The four letters on the chart stand for the different configurations of basic personality types (there are 16). Each letter corresponds to a “function” of the human personality: Introversion / Extroversion; Intuition / Sensing; Thinking / Feeling and Judging / Perceiving.
There is also a way to classify them into groups of four based on the role to which privilege is granted (this differs for MBTI and Keirsey, as each has a different classification criteria).
In my own case, I came closest to the INTJ: Introversion; Intuition; Thinking; and Judging. As you can also see, I have medium degree of fluency in English, but it is not my native tongue. I have a professional doctorate in Law and Social Sciences (equivalent of a J/D in North America) and a bachelor degree in Philosophy. I am also working on an extended Master’s degree in Contemporary Philosophy about LeFevre, tentatively titled “The Autarchism of Robert LeFevre: Between the dirty reality and the ‘neat’ utopia.”
Although ‘voluntaryism’ is not on the Briggs, Myers, Keirsey chart, I eventually found my way to the voluntaryist website. There was a link to it in the Autarchism article I had found in Wikipedia. I certainly did not expect to find in this philosophy something that was directly opposed to LeFevre’s thought, and it was hoped that I would also feel comfortable with the line of thought that voluntaryists advocated. Without difficulty I could commune with each and every one of the points in the Fundamentals of Voluntaryism, as well as in the Statement of Purpose.
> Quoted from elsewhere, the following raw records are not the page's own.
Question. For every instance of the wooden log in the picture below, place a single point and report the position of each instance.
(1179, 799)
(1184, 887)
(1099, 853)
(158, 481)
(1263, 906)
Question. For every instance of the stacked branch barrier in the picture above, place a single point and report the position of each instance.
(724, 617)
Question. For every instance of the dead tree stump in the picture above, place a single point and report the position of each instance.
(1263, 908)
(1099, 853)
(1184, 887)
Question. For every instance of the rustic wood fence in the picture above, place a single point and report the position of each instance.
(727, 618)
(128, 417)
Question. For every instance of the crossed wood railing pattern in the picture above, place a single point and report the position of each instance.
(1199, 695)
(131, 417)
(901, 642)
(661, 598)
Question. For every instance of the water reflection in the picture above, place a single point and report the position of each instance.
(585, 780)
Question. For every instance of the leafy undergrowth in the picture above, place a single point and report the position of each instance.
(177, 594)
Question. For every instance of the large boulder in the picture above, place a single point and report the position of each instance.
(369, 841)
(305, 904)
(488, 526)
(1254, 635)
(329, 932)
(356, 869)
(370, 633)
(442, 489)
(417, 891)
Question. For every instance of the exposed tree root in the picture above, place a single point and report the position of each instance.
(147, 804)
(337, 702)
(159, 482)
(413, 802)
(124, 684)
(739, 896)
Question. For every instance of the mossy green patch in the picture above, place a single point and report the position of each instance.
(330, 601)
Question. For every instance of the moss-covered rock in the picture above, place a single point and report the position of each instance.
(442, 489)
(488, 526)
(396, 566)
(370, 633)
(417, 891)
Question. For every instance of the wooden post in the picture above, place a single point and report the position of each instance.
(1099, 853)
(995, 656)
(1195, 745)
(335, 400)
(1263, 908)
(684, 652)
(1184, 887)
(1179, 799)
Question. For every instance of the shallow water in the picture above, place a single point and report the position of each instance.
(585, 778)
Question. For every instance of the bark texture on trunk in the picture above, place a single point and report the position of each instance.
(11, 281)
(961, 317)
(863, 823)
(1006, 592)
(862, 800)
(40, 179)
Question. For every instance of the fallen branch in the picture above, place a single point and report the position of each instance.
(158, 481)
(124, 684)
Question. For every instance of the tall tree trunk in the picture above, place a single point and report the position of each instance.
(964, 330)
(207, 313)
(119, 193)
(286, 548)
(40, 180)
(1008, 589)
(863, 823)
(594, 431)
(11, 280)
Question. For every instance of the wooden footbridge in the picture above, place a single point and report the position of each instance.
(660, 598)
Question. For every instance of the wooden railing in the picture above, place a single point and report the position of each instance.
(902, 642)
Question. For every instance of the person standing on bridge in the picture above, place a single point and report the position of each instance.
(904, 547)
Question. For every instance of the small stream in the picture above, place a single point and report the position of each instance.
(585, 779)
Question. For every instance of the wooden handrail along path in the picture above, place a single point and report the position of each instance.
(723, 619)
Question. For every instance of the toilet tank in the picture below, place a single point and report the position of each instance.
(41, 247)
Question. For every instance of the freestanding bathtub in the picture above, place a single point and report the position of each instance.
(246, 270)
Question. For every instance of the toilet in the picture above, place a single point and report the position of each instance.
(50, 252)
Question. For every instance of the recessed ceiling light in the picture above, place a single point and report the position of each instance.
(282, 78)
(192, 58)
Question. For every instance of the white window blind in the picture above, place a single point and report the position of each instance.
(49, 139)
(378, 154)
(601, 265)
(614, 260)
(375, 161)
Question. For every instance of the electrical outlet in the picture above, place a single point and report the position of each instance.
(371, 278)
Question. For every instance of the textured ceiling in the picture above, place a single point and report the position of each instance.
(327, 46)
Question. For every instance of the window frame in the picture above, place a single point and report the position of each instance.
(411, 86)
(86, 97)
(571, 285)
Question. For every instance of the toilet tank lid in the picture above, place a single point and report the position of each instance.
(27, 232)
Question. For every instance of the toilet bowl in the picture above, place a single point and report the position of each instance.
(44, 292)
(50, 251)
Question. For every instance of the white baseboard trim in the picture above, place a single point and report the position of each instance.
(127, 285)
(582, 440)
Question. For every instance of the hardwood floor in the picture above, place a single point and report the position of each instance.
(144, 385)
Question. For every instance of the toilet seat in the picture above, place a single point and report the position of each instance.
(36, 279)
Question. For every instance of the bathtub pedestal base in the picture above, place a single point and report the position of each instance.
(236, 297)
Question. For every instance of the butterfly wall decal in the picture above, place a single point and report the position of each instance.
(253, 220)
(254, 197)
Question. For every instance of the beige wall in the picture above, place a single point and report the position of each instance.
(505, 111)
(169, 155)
It was at this point that I begin to wonder why I was not a voluntaryist, and – more interestingly still – why LeFevre could not be considered a voluntaryist. I am convinced, until evidence to the contrary is presented to me, that there is no reason to argue that LeFevre cannot also be considered a sort of voluntaryist (at least if what is required to be one is the peaceful acceptance of the Statement of Purpose). In the same way, this criterion could be applied to me, as long as I agree with what LeFevre thought (and that is why I am an autarchist) and at the same time I have no qualms about accepting the voluntaryist fundamentals. Ultimately, the only objection that could be minimally acceptable is in the semantic field. It is obvious that “autarchism” and “voluntaryism” are not synonymous. On the other hand, it is also true that LeFevre came to formulate the term “autarchism” based on a need that pushed him to distance himself from the violent anarchism of the early 1960s. Still, LeFevre never was really comfortable with the term “autarchism.” In his announcement in 1965, he said it was for “lack of a better name” and “until we have a better name” that he would call himself an autarchist. Perhaps the best argument is to claim that there is no contradiction between the two philosophies. I believe that autarchism is comprised within voluntaryism. It is in this sense, that I consider LeFevre’s Autarchism to be a form of Voluntaryism.